Mickey Barker was a top golfer at Lipscomb University winning six tournaments and competing in the NAIA National Championship two years. He has remained close to the game. Since November of 2014 he has been the administrator for golf for the City of Memphis, Tennessee. He also is still a PGA pro. He and his wife, Michele, have two teen-age children. Work and family keep him busy but he also is active in work with his church serving as an elder for the Great Oaks Church of Christ.
What years did you play at Lipscomb? Who were your coaches?
"I played golf at Lipscomb from 1986-1990. Dr. Ralph Samples was my coach."
Why did you decide to attend Lipscomb?
"I am from Paris, Tennessee. We were at a college night talking with representatives from Lipscomb. They were talking about all the places the golf team traveled to play. They had gone to Hawaii and some other exotic locations. I thought that sounds good. I am interested.
"Then I met Coach Samples and talked with him. It seemed like the perfect fit. It was the perfect place to play."
What is your fondest athletic memory at Lipscomb?

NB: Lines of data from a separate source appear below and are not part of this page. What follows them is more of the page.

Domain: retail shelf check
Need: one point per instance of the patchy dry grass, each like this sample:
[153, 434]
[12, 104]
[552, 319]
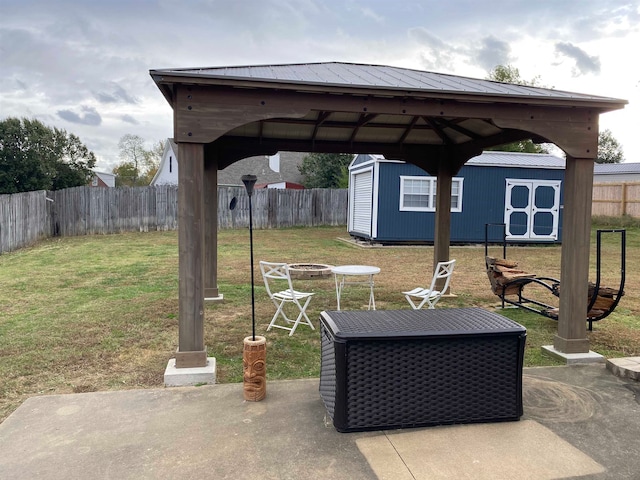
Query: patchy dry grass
[100, 313]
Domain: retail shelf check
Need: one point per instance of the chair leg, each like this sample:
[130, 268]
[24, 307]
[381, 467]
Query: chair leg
[303, 313]
[279, 310]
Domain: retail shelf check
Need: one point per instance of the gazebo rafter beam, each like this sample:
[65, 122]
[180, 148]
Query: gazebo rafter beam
[436, 128]
[457, 128]
[363, 120]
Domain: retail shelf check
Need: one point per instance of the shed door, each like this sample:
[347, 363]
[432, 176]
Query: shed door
[361, 198]
[532, 209]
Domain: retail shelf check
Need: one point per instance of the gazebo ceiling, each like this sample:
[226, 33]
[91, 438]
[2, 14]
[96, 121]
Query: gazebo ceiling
[353, 108]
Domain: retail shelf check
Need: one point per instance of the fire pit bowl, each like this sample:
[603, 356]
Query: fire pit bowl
[309, 271]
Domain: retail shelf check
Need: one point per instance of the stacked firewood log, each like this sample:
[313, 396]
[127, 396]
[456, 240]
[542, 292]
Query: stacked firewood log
[502, 273]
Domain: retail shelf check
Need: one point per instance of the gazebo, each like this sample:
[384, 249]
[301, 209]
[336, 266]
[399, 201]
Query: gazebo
[432, 120]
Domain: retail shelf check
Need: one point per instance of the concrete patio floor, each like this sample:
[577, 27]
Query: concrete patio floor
[580, 421]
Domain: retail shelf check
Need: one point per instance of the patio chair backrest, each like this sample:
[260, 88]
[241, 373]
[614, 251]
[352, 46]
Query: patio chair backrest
[444, 270]
[276, 272]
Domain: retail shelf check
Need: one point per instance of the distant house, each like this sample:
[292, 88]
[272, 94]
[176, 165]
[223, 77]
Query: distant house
[167, 173]
[616, 172]
[281, 185]
[391, 201]
[102, 179]
[276, 171]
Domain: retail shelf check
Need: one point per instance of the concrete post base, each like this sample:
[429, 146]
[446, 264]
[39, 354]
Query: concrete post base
[183, 377]
[218, 298]
[573, 358]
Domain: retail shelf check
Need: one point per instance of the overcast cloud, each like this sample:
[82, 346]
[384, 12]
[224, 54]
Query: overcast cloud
[83, 65]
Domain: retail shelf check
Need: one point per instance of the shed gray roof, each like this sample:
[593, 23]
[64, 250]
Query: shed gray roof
[516, 159]
[616, 168]
[340, 74]
[492, 159]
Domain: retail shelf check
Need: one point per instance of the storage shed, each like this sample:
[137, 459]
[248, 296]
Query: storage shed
[391, 201]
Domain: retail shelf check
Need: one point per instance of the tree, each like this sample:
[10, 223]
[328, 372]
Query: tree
[324, 170]
[510, 74]
[34, 156]
[139, 164]
[609, 149]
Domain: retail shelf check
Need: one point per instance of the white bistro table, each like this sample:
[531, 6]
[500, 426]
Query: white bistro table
[341, 272]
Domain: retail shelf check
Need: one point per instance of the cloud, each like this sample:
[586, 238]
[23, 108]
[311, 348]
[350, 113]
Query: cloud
[493, 52]
[584, 63]
[433, 52]
[129, 119]
[116, 95]
[90, 116]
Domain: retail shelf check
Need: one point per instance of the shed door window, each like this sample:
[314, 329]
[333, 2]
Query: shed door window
[532, 209]
[418, 194]
[361, 198]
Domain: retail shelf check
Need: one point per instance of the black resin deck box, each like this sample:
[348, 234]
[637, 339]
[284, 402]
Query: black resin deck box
[409, 368]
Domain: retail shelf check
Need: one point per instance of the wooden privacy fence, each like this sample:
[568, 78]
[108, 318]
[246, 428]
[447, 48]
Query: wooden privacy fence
[616, 199]
[24, 219]
[27, 217]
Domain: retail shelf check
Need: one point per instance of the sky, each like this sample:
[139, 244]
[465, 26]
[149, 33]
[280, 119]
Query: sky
[83, 65]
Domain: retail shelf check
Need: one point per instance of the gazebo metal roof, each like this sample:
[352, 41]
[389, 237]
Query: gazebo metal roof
[433, 120]
[379, 77]
[373, 109]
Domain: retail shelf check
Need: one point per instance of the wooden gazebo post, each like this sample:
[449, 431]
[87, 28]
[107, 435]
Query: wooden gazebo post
[574, 266]
[191, 227]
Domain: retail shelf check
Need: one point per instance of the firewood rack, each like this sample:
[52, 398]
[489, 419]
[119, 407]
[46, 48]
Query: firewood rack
[508, 282]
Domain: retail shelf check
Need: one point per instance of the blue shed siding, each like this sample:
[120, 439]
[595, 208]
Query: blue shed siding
[483, 201]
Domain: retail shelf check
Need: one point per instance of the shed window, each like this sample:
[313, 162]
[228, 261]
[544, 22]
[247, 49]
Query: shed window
[418, 194]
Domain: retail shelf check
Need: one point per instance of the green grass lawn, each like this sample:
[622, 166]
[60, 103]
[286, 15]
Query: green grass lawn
[94, 313]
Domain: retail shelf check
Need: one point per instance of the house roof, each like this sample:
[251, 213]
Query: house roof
[169, 144]
[109, 179]
[259, 166]
[616, 168]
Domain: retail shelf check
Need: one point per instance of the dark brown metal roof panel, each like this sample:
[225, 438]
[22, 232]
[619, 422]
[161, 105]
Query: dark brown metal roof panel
[336, 74]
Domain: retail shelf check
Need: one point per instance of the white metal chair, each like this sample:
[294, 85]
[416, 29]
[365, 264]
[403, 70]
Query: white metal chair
[430, 295]
[276, 276]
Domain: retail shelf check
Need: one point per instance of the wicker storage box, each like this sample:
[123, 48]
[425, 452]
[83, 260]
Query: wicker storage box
[409, 368]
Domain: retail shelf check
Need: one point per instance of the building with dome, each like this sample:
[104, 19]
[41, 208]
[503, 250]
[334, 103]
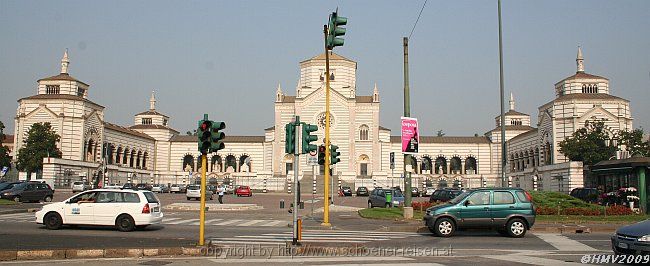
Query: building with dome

"I guess it would be making two different trips to the national championship and finishing 16th my junior year in Bay Valley, Michigan. That was a pretty big highlight. That was probably the best part of being there the four years.
"I had several different conference wins and those were good. But competing with those guys on the national level was a lot of fun."
Who had the biggest influence on you during your athletic career at Lipscomb? How?
"Coach Samples. He didn't know a whole lot about the golf swing. He always told us that if he beat one of us we were off of the team.
"He had a Ph.D. in psychology. He was a psychology professor. And in that area he helped us a lot. Being able to stay focused on what we were doing, playing our own game and trying not to put so much pressure on ourselves helped more than anything.
"When you play golf in college the fall season is good. You get good weather. The courses are in great shape, but the fall is not the main season. In the spring we have to start so early you get terrible weather. The golf courses aren't in such great shape because you are coming out of winter.
"We would complain when it was windy and it was raining. We would play in rain, sleet and snow. Coach Samples told us we have to make our own weather and go out there and play. We always kidded each other about that.
"He helped me as much as anybody. I have heard every story that can be told. I love listening to Coach Samples."
What is your fondest non-athletic memory from your time at Lipscomb?
"Following the Lipscomb men's basketball team. Hutch (Philip Hutcheson) and Darren Henrie came in the same time. We lived on the same floor with team and that was lot of fun to be around them.
"Following the basketball team for those four years and having them ranked No.1 and watching them winning all those big games was as much fun as anything we did while we were there. It was a blast.
"Loren Personette. a great golfer at Lipscomb, graduated a year after I came in. We got to be good friends. All winter long we went to the basketball games both home and away. Most of the games were a lot closer than they are now like Trevecaa, Belmont and Lambuth. That was a lot of fun."
What is the most valuable thing you gained or learned from your time at Lipscomb?
"The way Coach Samples treated people. He always greeted people with a smile. He always interacted with people and would help any way that he could. If I take anything from my time at Lipscomb it would be to treat other people the way he treated them.
"When you are a student at Lipscomb and you have the curfews and the dress codes and things like that you feel that it hindered you or it was a burden to you. Now, being the father of a 17-year-old and a 13-year-old and being an elder in my congregation in Memphis you see those rules were a good thing and a way to direct your life.
"All students don't always make the right choices. Looking back those rules were good things that helped us."
Who was your favorite professor? Why?
"Don Meyer. A couple of classes I had with him were unbelievable. The passion that he had for coaching basketball and for helping people with their lives was unbelievable. To be able to listen to him for an hour or two for two or three times a week was fantastic.
"I remember having coaching techniques of basketball with him. Several of the redshirt freshmen basketball players were in there. Coach Meyer would bring in game film and he would go through it. By the time he left class he would be red-faced and sweating. It was one of the best classes I had. It was a lot of fun."
Where do you live now?
"We live in Oakland, Tennessee."
Who is your employer? What is your occupation? What does your position entail?
"I work for the City of Memphis. I am the administrator of golf for the City of Memphis. We have eight municipal golf courses and I oversee those courses.
"I have been a golf professional for 25 years now. The last 14 I was head golf professional at one of the city courses here, the Links of Galloway.
"I have been the administrator of golf since November. I am still a PGA member. I have been a PGA member since 1994."
Tell us about your family.
"My wife, Michele (Hadley), graduated from Lipscomb in 1993. We have a son, Ryan, who is 17. We have a daughter, Emma, who is 13.
"I didn't know Michele when we were at Lipscomb. After I graduated from Lipscomb I went to work for Temple Hills Golf Course in Franklin, Tennessee. After Michele graduated she moved back home to Ohio to teach for a year. She moved back to Nashville and needed some money while she was finding a teaching job and worked as a cart girl. That is where we met."